[논문리뷰] TimesNet, Temporal 2D-Variation Modeling for General Time Series Analysis

728x90

1. Introduction

ICLR 2023에 publish된 논문이고 주된 내용은

interperiod-variation, intraperiod-variation(기간내, 기간 간 변동) 모두 포착하는 모델 아키텍처 제안
- 1차원 시계열 데이터를 2차원 데이터로 변환하여 convolution으로 feature extraction
- ResNet의 residual block을 이용한 TimesBlock 제안
- 파라미터 수를 줄이기 위해 GoogLeNet의 Inception 사용
5개의 General Task에 대하여 SOTA 달성
- 장기 예측(long-term forecasting)
- 단기 예측(short-term forecasting)
- 결측치 대입(imputation)
- 분류(classification)
- 이상치 탐지(anomaly detection)

2. Related Work

과거 시계열 모델은 크게 3가지 방법론이 제안되었다.

Clasical Methods
1. ARIMA
2. Holt-Winter
3. Prophet
Deep Model
1. RNN-based
2. MLP-based
3. TCN-based
Transformers: Attention mechanism은 시간적 의존성(temporal dependency)를 잘 포착한다.
1. Autoformer
2. FEDformer

3. TimesNet

각 시계열 데이터에는 period가 다르고, 각 period는 temporal pattern을 갖는다.

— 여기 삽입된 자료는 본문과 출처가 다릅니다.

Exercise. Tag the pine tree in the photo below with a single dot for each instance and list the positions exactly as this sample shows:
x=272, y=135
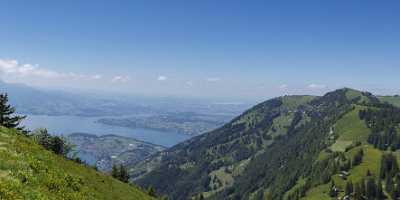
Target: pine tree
x=333, y=190
x=357, y=192
x=7, y=117
x=115, y=172
x=151, y=191
x=379, y=192
x=389, y=184
x=124, y=176
x=349, y=188
x=371, y=189
x=362, y=188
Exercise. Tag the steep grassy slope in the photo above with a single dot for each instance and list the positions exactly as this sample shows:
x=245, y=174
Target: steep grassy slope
x=27, y=171
x=285, y=148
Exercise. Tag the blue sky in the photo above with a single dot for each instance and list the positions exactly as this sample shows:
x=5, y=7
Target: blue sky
x=238, y=49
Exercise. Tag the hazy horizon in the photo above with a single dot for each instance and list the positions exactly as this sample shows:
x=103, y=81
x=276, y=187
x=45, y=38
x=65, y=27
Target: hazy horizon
x=207, y=49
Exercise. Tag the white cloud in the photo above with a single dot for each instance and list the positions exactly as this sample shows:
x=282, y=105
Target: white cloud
x=316, y=86
x=213, y=79
x=120, y=79
x=13, y=69
x=96, y=77
x=189, y=83
x=283, y=86
x=162, y=78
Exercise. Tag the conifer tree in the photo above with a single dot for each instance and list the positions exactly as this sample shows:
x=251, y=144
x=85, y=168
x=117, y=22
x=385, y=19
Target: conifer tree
x=349, y=188
x=7, y=117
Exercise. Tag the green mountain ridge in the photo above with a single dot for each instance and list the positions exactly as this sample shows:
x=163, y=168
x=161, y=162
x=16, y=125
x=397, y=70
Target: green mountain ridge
x=291, y=147
x=28, y=171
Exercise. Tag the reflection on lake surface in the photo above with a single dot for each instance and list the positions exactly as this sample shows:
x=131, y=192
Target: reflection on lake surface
x=64, y=125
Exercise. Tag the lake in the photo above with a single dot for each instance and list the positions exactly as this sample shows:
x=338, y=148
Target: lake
x=64, y=125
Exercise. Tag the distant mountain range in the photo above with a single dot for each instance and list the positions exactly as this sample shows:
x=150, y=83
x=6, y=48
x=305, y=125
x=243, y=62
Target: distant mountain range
x=343, y=145
x=30, y=100
x=106, y=150
x=188, y=123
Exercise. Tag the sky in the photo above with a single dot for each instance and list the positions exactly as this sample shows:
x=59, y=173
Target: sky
x=226, y=48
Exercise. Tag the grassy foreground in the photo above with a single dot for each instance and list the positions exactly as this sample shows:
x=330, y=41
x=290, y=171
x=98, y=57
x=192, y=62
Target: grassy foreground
x=27, y=171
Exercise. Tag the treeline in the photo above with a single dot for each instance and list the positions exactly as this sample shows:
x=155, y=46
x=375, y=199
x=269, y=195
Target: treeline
x=9, y=119
x=383, y=122
x=322, y=171
x=370, y=187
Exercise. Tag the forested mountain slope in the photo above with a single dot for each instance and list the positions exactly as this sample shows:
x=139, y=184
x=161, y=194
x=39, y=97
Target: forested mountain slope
x=291, y=147
x=28, y=171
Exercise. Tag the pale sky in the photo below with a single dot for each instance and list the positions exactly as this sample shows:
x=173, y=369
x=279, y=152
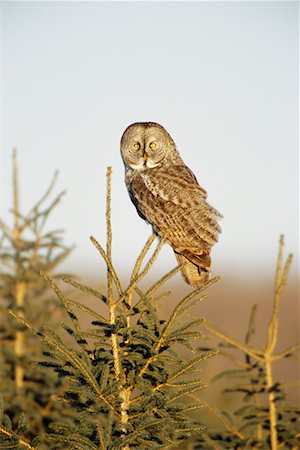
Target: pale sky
x=221, y=77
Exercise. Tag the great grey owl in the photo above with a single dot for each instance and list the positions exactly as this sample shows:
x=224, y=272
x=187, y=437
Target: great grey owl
x=166, y=194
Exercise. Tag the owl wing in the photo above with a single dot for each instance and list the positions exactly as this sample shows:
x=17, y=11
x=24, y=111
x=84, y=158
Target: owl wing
x=171, y=199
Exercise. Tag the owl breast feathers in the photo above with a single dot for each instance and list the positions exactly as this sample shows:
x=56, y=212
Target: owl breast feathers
x=166, y=193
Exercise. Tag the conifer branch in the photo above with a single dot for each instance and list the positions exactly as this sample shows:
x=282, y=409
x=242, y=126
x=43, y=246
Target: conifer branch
x=20, y=441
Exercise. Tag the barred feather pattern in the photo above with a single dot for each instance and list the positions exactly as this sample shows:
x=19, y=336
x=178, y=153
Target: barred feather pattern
x=168, y=196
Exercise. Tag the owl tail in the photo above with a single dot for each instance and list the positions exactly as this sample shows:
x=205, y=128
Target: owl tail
x=194, y=273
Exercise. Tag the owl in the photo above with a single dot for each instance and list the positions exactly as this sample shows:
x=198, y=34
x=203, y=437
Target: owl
x=166, y=194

각 period마다 interperiod, intraperiod-variation이 존재한다.

따라서 1차원 데이터를 2차원으로 펼쳐서(?) 패턴을 찾는다.

3.1 Transform 1D-variations into 2D-variations

$T$: length of time series
$C$: the number of recorded variates
$\mathbf{X}_{\text{1D}} \in \mathbb{R}^{T \times C}$

interperiod-variation (FFT analysis)

$\mathbf{A} = \text{Avg}\left( \text{Amp}(\text{FFT}(\mathbf{X}_{\text{1D}})) \right)$
- $\mathbf{A}$: amplitude of each frequency
- $\mathbf{A} \in \mathbb{R}^T$
$\{ f_1, \cdots, f_k\} = \underset{f_* \in \set{1, \cdots , [\frac{T}{2}]}}{\text{argTopK}(\mathbf{A})}$
- use top-k frequencies to avoid meaningless high frequencies
- $k$ is hyperparameter; $k=2$ is default in GitHub
$p_i = \lceil\cfrac{T}{f_i} \rceil, i \in \set{ 1, \cdots, k}$
- Selected frequencies correspond to $k$ period lengths $\set{p_1, \cdots, p_k}$

최종적으로 FFT를 이용하여 얻는 결과는 3개(진폭 $\mathbf{A}$ 집합, 주파수 $f$ 집합, 주기 $p$ 집합)이며, 이를 한줄로 표현하면 다음과 같다.

\[ \mathbf{A}, \{f_1, \cdots, f_k\}, \{p_1, \cdots, p_k\} = \text{Period}(\mathbf{X}_{\text{1D}}) \]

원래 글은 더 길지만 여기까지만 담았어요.